There is perhaps no place on Earth as shrouded in mystery as Stonehenge. Built between 3,000 B.C. and 1,600 B.C., it is a ring of 20-ton stones on Salisbury Plain. Who built it? Archaeologists have a tantalizing clue: It may have been supervised by someone of Swiss or German descent.
Last May, the remains of a wealthy archer were found in a 4,000-year-old grave near Stonehenge, and now scientists in Great Britain think he may have been the construction boss, reports Reuters. "He would have been a very important person in the Stonehenge area, and it is fascinating to think that someone from abroad--probably modern-day Switzerland--could have played an important part in the construction of the site," said archaeologist Andrew Fitzpatrick in a statement issued to the media.
Thanks to modern technology, tests performed on the enamel of the skeleton's teeth showed that he was born and grew up in the Alps region--what would be Switzerland, Germany, or Austria today. "Different ratios of oxygen isotopes form on teeth in different parts of the world and the ratio found on these teeth prove they were from somebody from the Alps region," Tony Trueman from Wessex Archaeology told Reuters. "It is important proof that culture imported from the continent helped bring Britain out of the Stone Age."
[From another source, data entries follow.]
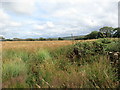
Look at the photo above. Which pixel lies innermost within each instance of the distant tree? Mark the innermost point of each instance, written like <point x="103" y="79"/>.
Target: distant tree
<point x="2" y="38"/>
<point x="60" y="38"/>
<point x="116" y="32"/>
<point x="93" y="35"/>
<point x="42" y="39"/>
<point x="29" y="39"/>
<point x="107" y="31"/>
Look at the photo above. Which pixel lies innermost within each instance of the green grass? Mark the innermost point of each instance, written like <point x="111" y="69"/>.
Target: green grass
<point x="61" y="68"/>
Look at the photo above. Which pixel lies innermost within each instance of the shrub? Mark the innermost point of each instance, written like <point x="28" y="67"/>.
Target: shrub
<point x="13" y="68"/>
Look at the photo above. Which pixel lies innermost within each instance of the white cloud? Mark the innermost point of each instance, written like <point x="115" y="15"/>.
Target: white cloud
<point x="58" y="17"/>
<point x="19" y="6"/>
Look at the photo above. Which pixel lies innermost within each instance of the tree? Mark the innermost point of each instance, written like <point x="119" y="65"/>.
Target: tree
<point x="93" y="35"/>
<point x="107" y="31"/>
<point x="2" y="38"/>
<point x="116" y="32"/>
The archer's skeletal remains, which date from 2,300 B.C., were found about three miles from Stonehenge along with 100 items buried with him, including some of the earliest gold objects ever found in Britain. This treasure trove earned the archer the much grander nickname of "King of Stonehenge."
When the grave was first found, scientists spared no exclamatory words and called it the single most important archeological find from the British Isles. The land was being prepared for a new school building, but before it could be cleared by the bulldozers, archaeologists excavated it since they knew it was the site of a Roman cemetery. And that's when they found the archer.
What fascinated them even more than the bones and teeth were the 100 items buried with the skeleton, including the largest group of archery equipment--stone arrowheads and stone wristguards--ever unearthed in a single location. They also found three copper knives, stone tools for butchering carcasses and carving arrowheads, and a pair of gold earrings that were probably worn wrapped around the ear rather than hanging from the ear lobe. The earrings are among the earliest kind of metal objects found in Britain. "They were very rare, and the metals they were made from may have been imported," Andrew Fitzpatrick, the Wessex Archaeology project manager in charge of the site at Amesbury, 75 miles southwest of London, told the Associated Press.